11 SymplGetMemberBinder and Binding .NET Instance Members

Now that Sympl can instantiate types it is worth fleshing out its GetMemberBinder. At runtime, when trying to access a member of a .NET static object, the default .NET meta-object will call FallbackGetMember on SymplGetMemberBinder. This code is much simpler than the code for binding InvokeMember we looked at before. As a reminder, if the object that flows into the CallSite is some dynamic object, then it's DynamicMetaObject's BindGetMember will produce a rule for fetching the member.

Here's the code from runtime.cs, which is described further below:

public class SymplGetMemberBinder : GetMemberBinder {
    public SymplGetMemberBinder(string name) : base(name, true) {
    }
    public override DynamicMetaObject FallbackGetMember(
            DynamicMetaObject targetMO,
            DynamicMetaObject errorSuggestion) {
        // ... Deleted checking for COM and need to Defer for now ...
        var flags = BindingFlags.IgnoreCase | BindingFlags.Static | 
                    BindingFlags.Instance | BindingFlags.Public;
        var members = targetMO.LimitType.GetMember(this.Name, flags);
        if (members.Length == 1) {
            return new DynamicMetaObject(
                RuntimeHelpers.EnsureObjectResult(
                  Expression.MakeMemberAccess(
                    Expression.Convert(targetMO.Expression,
                                       members[0].DeclaringType),
                    members[0])),
                BindingRestrictions.GetTypeRestriction(
                                        targetMO.Expression,
                                        targetMO.LimitType));
        } else {
            return errorSuggestion ??
                RuntimeHelpers.CreateThrow(
                    targetMO, null, 
                    BindingRestrictions.GetTypeRestriction(
                                            targetMO.Expression,
                                            targetMO.LimitType),
                    typeof(MissingMemberException),
                    "cannot bind member, " + this.Name +
                        ", on object " + targetMO.Value.ToString());

Let's first talk about what we aren't talking about now. This code snippet omits the code to check if the target is a COM object and to use built-in COM support. See section 19 for information adding this to your binders. The snippet also omits some very important code that protects binders and DynamicMetaObjects from infinitely looping due to producing bad rules. It is best to discuss this in one place, so see section 20 for how the infinite loop happens and how to prevent it for all binders.

FallbackGetMember uses .NET reflection to get the member with the name in the binder's metadata. If there's exactly one, the binder returns a DynamicMetaObject result with a MemberExpression. It uses the MakeMemberAccess factory which figures out whether the member is a property or a field, and otherwise throws. FallbackGetMember includes a ConvertExpression to ensure the target expression is the member's DeclaringType (expressions tend to flow through Sympl as type object). The operation implementation expression passes through EnsureObjectResult in case it needs to be wrapped to ensure it is strictly typed as assignable to object. For more information, see section 3.2.4.
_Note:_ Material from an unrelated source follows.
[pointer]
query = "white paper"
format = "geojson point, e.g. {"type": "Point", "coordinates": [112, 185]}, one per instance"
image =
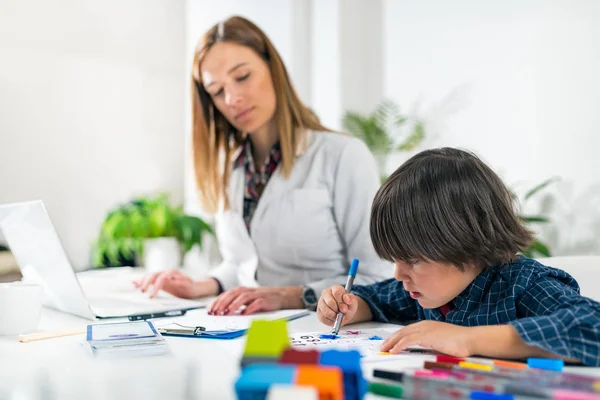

For restrictions, this binder doesn't need the binding helpers since it only has to test the target object. The restriction uses the target's LimitType, see section 3.2.4 for a discussion of using LimitType over RuntimeType. The restriction does not use DeclaringType because the rule was built using members from LimitType. You might think we need a restriction for the name to prevent the rule from firing for any name. However, this rule is only good on CallSites that point to this binder, and it only returns rules for this one name.

If there isn't exactly one member, then Sympl either uses the suggested result or creates a DynamicMetaObject result that throws an Exception. See section 6 for a discussion of CreateThrow and restrictions. See section 12 for a discussion of errorSuggestion arguments to binders.